For your surveys and polls, consider Microsoft Forms

 

  1. You'd like some reader input as part of a makeover of your monthly newsletter.
  2. You're in charge of the box lunches for your office retreat. Roast beef or ham, white or wheat, chocolate chip or snickerdoodle? You need answers.
  3. You're part of a search committee and need an evaluation form to collect feedback on each finalist.

Forms is a tool in the Microsoft product lineup that can help with all these tasks and many more. It's in your apps dashboard and it's free for all faculty, staff and students as part of the university's Microsoft contract.

As the name suggests, Forms is versatile. It's a real-time survey tool that also works well for event registration, voting, satisfaction surveys, award nominations, feedback collection, raffles and other operations functions. You can begin with a template from a gallery or start from scratch, depending on your needs.

Learn more

Microsoft Forms training

Qualtrics assistance

Responses are stored within the form itself, and you can view summaries or individual responses. You also may open the data in Excel for a deeper analysis.

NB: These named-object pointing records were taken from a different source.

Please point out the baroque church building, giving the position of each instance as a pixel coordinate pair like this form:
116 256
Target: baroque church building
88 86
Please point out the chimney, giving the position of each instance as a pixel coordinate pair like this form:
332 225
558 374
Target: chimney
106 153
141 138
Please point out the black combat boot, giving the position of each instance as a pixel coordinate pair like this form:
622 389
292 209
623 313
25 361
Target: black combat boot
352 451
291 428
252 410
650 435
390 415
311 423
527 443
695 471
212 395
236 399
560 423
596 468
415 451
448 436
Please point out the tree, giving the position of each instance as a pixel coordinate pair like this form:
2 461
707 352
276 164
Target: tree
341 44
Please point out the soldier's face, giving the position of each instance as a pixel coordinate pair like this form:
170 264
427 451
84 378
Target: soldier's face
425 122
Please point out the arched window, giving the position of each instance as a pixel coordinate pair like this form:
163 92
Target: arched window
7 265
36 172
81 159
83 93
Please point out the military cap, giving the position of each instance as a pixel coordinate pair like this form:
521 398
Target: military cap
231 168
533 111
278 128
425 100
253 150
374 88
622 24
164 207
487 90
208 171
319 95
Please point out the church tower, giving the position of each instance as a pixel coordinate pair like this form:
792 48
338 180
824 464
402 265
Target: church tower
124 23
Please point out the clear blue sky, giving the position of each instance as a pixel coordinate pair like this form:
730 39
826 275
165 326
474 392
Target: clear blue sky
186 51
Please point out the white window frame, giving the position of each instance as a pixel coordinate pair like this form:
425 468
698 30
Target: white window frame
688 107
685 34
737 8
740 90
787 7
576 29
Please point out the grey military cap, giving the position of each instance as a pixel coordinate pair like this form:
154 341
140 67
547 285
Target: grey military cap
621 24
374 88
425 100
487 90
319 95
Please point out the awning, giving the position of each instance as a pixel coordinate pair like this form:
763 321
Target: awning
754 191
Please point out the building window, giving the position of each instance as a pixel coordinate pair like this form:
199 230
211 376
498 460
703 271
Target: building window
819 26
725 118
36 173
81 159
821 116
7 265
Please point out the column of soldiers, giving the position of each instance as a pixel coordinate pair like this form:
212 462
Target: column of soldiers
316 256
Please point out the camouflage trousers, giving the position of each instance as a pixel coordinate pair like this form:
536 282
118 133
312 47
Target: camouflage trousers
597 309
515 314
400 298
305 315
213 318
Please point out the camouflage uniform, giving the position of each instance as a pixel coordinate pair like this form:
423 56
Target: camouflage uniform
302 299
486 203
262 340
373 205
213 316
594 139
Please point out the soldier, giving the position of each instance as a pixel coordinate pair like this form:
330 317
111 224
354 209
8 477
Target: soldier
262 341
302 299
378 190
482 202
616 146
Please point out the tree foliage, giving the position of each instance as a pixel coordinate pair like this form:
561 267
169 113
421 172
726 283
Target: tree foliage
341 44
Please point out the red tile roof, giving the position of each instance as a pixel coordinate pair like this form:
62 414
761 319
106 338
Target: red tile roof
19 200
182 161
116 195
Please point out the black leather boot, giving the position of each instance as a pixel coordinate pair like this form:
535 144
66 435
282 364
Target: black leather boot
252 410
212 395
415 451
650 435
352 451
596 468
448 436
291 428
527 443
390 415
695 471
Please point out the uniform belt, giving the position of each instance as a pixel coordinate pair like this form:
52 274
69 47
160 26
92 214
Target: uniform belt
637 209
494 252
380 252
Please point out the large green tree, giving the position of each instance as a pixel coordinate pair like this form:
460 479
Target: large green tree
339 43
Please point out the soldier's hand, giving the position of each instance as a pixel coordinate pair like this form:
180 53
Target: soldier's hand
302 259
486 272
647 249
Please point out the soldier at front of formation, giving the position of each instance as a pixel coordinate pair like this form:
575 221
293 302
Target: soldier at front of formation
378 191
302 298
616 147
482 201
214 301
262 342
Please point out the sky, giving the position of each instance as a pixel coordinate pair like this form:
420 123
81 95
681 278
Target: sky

"It's pretty intuitive, but it's also powerful. Forms has been around close to 10 years and Microsoft is improving its functionality all the time," said Don Paulsen, a support specialist in the IT Solution Center. He also serves as administrator of Iowa State's academic survey tool, Qualtrics.

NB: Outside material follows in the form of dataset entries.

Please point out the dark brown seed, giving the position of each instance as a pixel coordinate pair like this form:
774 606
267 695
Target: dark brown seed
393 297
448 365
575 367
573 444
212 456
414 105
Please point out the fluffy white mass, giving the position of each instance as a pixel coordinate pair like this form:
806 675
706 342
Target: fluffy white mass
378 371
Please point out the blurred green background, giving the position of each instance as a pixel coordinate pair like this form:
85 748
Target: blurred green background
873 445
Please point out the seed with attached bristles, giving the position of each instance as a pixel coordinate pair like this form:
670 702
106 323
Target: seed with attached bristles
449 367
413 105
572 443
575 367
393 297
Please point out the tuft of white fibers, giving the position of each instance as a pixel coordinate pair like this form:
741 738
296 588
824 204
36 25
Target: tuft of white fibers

"We're encouraging people to select the tool that best fits what your team is trying to do," he said. "If your project doesn't require a complex workflow or lots of statistical analysis; for example, if you're polling your colleagues for pizza toppings for lunch, Forms might be a good fit. Give it a look."

LinkedIn Learning in Workday includes two training modules for Forms, a 30-minute tips option or a more in-depth 60-minute session.

Forms:

  • Offers various types of questions, including rating, ranking, multiple choice and branching logic.
  • Includes a free-form text response option.
  • Groups questions into sections (optional)
  • Contains analytics to evaluate responses as they come in.
  • Visualizes data in graphs, pie charts and other options.
  • Allows collaborators on a form.
  • Exports data to Excel.
  • Integrates with Microsoft's Power Business Intelligence, an analytics tool set that converts data to visuals for decision making.

Qualtrics is a robust tool for academic research

Paulsen said faculty and staff should continue to use Qualtrics for academic research and more complex surveys and administrative forms. Iowa State renewed its Qualtrics contract last summer.

Similar to cloud data storage providers introducing volume limits across higher education several years ago, Qualtrics also is implementing changes as its university contracts come up for renewal. Where previously there wasn't a limit, Iowa State's contract includes an annual cap of 850,000 survey responses. Paulsen said the university is not at risk of exceeding that this year. If it did, the subsequent overage fee would be distributed among the college and business units that use Qualtrics.

Paulsen reminds campus users of options in Qualtrics that can improve the reliability of their response data by preventing responses from bots and other unintended respondents. Qualtrics users need to turn on these functions in their surveys and other projects.